Efforts to launch local processors in two Bristol Bay communities may finally be coming to fruition.
For decades, many of the processors in Bristol Bay have been large companies, with offices in Washington and parent companies in foreign countries. But two small communities are developing locally-owned processing plants.
Bristol Bay’s fishing communities have long been dependent on the companies that turn raw fish into a sell-able product and get it shipped out of the bay. The communities of Port Heiden and Levelock want to take on that role themselves and – hopefully – keep more of the decisions, and the benefits, local.
“We wanted to start a locally tribally owned processing plant so that we could create a longer season for our fishermen, also to have our fishermen fish closer to home so they don’t have to go all the way up to Ugashik to fish, and to provide them with a higher price for their fish because we’ll be doing direct marketing and have a higher quality product," she said. "That will mean more jobs and more pay for the fishermen.”
Right now, Port Heiden is waiting on some freezer equipment ordered from Anchorage. Once it arrives, and the fish are hitting, they’ll buy up to 10,000 pounds per day – hopefully from local fishermen. There are about half a dozen Bristol Bay fishery permit holders living there.
Meshik will start off by selling fish primarily in-state.
"So selling to the school districts, selling to Anchorage markets, and selling to local stores first," she said.
Once it gets going, Christensen says the processing center wants to buy during a longer season than typical processors, starting with kings, and staying open through to silvers.
Eventually, they also want to expand and purchase a Japanese freezer system.
“We are working on getting that technology but because it’s very expensive we are getting the funding together to be able to purchase it," she said. "The one small freezer system that we want to purchase is over a million dollars.”
To the northeast, Levelock Packing is probably a year out from operations. Village Council President Alexander Tallekpalek said they’re waiting on final approval for a $2 million dollar infrastructure grant from Bristol Bay Economic Development Corporation. In the meantime, they’ve been building the plant piece by piece using community block grants for the past five years, and planning it for more than two decades.
"Right now we have about $1.8 million into the project," Tallekpalek said. "Every year we purchase materials and equipment and build the processing plant with local hire for the past five years. And all the projects were small projects, but at the end of the day, we’re going to have a fully equipped processing plant."
Last winter, the community went to the state Board of Fisheries, and asked for more commercial fishing opportunity on the Alagnak River. After BBEDC agreed to help fund management for the project, the board agreed to create a new plan there, about eight miles from the village.

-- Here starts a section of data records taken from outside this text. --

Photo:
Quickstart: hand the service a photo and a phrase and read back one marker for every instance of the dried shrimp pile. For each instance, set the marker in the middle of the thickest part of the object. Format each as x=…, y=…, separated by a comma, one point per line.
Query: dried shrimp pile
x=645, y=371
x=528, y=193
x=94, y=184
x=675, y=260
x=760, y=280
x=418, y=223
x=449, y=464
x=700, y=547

Levelock Packing wants to buy fish from the five local permit holders, as well as others from the region who want to fish the new area. Tallekpalek said he's heard interest from set-netters from Dillingham, Iliamana Lake communities and elsewhere the Naknek-Kvichak District who are interested in fishing the new section.

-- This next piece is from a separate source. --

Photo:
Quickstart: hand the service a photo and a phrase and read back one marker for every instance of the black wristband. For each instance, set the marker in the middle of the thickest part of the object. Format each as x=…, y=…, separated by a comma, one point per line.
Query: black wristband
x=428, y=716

Like Port Heiden, the plant wants to provide a market during the shoulder seasons.
"We plan to fish before the regular commercial sockeye season, and then we plan to do some fall fishing after the commercial sockeye season," he said. "So we plan to harvest more than just regular sockeye. We’d like to do silvers and chums and that’ll keep our fish plant open longer."

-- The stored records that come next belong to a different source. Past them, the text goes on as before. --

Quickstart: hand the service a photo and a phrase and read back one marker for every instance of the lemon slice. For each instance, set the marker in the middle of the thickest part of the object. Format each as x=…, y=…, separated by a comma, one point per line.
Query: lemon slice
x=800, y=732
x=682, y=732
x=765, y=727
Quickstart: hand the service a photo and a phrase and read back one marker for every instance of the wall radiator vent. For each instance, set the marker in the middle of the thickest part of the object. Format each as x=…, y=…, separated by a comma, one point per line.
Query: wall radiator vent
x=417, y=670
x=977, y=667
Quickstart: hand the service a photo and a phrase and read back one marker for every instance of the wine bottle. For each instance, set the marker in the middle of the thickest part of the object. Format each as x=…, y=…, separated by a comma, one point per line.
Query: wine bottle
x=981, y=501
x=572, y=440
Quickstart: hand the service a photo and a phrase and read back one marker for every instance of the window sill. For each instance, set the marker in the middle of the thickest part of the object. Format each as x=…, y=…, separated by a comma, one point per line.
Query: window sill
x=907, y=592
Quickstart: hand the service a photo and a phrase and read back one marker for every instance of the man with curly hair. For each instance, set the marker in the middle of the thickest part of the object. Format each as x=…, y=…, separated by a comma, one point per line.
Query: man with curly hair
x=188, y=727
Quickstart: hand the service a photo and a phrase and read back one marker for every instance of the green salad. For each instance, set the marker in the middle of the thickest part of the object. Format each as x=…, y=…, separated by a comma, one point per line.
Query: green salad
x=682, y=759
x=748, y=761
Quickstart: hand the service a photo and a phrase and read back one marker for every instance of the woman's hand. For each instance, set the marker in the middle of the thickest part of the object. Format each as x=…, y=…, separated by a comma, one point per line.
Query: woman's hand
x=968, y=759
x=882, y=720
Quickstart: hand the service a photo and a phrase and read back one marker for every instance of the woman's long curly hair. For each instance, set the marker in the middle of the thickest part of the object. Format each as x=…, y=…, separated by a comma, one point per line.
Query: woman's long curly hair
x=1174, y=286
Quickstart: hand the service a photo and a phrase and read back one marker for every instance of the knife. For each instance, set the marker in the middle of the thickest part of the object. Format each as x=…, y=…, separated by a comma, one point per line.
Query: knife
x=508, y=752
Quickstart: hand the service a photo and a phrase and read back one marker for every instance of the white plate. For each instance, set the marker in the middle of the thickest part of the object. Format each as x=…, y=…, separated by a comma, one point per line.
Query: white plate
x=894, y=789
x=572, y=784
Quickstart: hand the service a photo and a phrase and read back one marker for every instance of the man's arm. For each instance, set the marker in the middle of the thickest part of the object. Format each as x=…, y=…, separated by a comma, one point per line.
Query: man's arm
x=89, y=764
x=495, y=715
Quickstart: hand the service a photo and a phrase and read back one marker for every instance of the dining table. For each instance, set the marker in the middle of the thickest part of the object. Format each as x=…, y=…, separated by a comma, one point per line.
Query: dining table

The longer season would be good for fishermen, and for employees. Tallekpalek said the plant will employ about 30 people, and he's hoping most will come from the Bristol Bay region. Like most processors, the village is also working on housing for the employees.
Despite plans for a building and a fishery, Levelock doesn’t know where it’ll sell its fish. Tallekpalek said a roundtable is planned this fall to work on marketing plans and figure out what sort of product the plant will produce – whether frozen fillets or otherwise.
For both communities, the plants are part of a larger effort to develop more robust local communities.
"Right now, our community is about 70-some people, and the majority of us adults here, we all have jobs with the fish plant, with our barge, and with the high tunnel and some of the small grant projects that we’ve got here," Tallekpalek said. "So we’re all getting a lot of work and a lot of excitement with the fish processing plant."